In today's ever-changing business landscape, compliance has become an integral part of the operations taking place in an organization. As businesses enter the digital era and start leveraging data for business advantage, they shoulder the responsibility of keeping business and customer information safe.
Furthermore, being complaint helps the organization to operate ethically within the legal boundaries while minimizing risk. Organizations have made great progress in automating their data analytics processes. When it comes to managing compliance data, they lag significantly. In the era of unprecedented data volumes and strict regulatory compliance, harnessing the power of data analytics is a necessity.
In this blog, we will discuss how we helped a customer in transforming their compliance reporting from a complete manual effort to a fully automated reporting solution. The healthcare vertical customer must follow stringent regulations. This article is limited to handling SOX compliance requirements. As part of the scope, around 80 Oracle and 100 SQL Server databases were to be analyzed for any profile and user level violations. requirements. As part of the scope, around 80 Oracle and 100 SQL Server databases were to be analyzed for any profile and user level violations.
Before the automation, the team was manually extracting the password and profile information from each database in an excel file. Each file contained around six thousand records. Prior to analyzing this information, some transformations were applied to the data. This process took weeks to complete for all databases. Furthermore, due to the manual nature of work, the error rate was high. There was also no mechanism to perform data quality checks, which is of paramount importance when dealing with compliance data. Another challenge faced was maintaining file versions as multiple people were working on the same file. Finally, refreshing data or adding new information into existing files became a lengthy process since the same operation from start to end had to be repeated.

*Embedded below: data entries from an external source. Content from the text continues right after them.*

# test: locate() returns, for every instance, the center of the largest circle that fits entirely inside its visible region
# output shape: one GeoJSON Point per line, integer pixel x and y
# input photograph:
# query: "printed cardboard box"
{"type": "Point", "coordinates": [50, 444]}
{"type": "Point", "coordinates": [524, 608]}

A project to replace the Excel based manual process with an automated end to end analytics solution was begun. In the first phase, 50 oracle databases were selected based on their criticality and overall delivery time. The project involved extracting raw excel data files from the databases into blob storage and applying transformations. The data is then moved to tables in a data warehouse, which are then exposed to end users via dashboard. The project was divided into two workstreams: ETL and Reporting.
The first step in building the data pipeline was to choose the right ETL tool for the job. The team made a comparison among different tools available in the market, based on factors such as cost, maintenance, integration and support. After much deliberation, ADF (Azure Data Factory) was selected as the primary ETL tool due to its reasonable cost and strong integration with other data sources that the customer was using. For the data warehouse, Snowflake was selected since it was already being used as a primary data warehouse across the organization. Once the tools were finalized, the work started on building the data pipeline. The first step involved moving the excel files extracted from a SharePoint portal into Azure Blob storage. The COPY activity in ADF was used for this purpose. The second step was to move the files from Blob storage to Snowflake table after performing several transformations.
Below is the list of transformations performed using Mapping Data Flow and Power Query:
Appending data from multiple files into one table
Removing columns that are not required
Replacing incorrect values with correct values in multiple columns
Creating customized columns based on business rules
Once the transformations were completed, the next step was to move the data to a table in Snowflake which is already created. This was done using the COPY task in ADF by defining Snowflake as a sink (Target).
Apart from using data consistency verification provided by ADF, data validation was also performed by comparing row counts between Snowflake and source file. Some other validations such as data type, null value check and length check were also created in ADF to maintain data quality. The quality control mechanism was integrated with the data pipeline, so it always runs when new data is loaded.
The second part of this project was to build interactive analytics for the users to analyze compliance data. For this purpose, Power BI was chosen as the preferred tool mainly because it was already being used in the organization. Leveraging Power BI's diverse set of features, powerful visualizations were designed that refined the tabular format compliance data into interactive charts, graphs, and KPIs. These visualizations not only provide a real-time alert for compliance violations but also allow for a further deep dive into specific areas of interest. By using filters, slicers, and drill-down capabilities, users were able to tailor their exploration, uncovering insights that drive informed decision-making.
The new ETL process removed the manual work and reduced the time to deliver latest compliance data from 1 day to 4 hours
It enabled the users to report on the latest compliance data
The dashboard reduced the time taken to manually analyze the data in excel from 4 hours to just 20 mins
The new process had strict data quality checks ensuring accuracy of the data
Adding new data sources in this new system became faster and easier
In today's dynamic business environments, it is imperative for organizations to adhere to regulatory and compliance requirements. From refining the raw compliance data to uncovering hidden patterns, the project helped the customer use data analytics to streamline compliance reporting. After the success of the first phase, the customer decided to start the next phase covering the remaining Oracle and SQL Server databases. In future, they plan to make data analytics at the center of all their compliance and regulatory reporting across the organizations.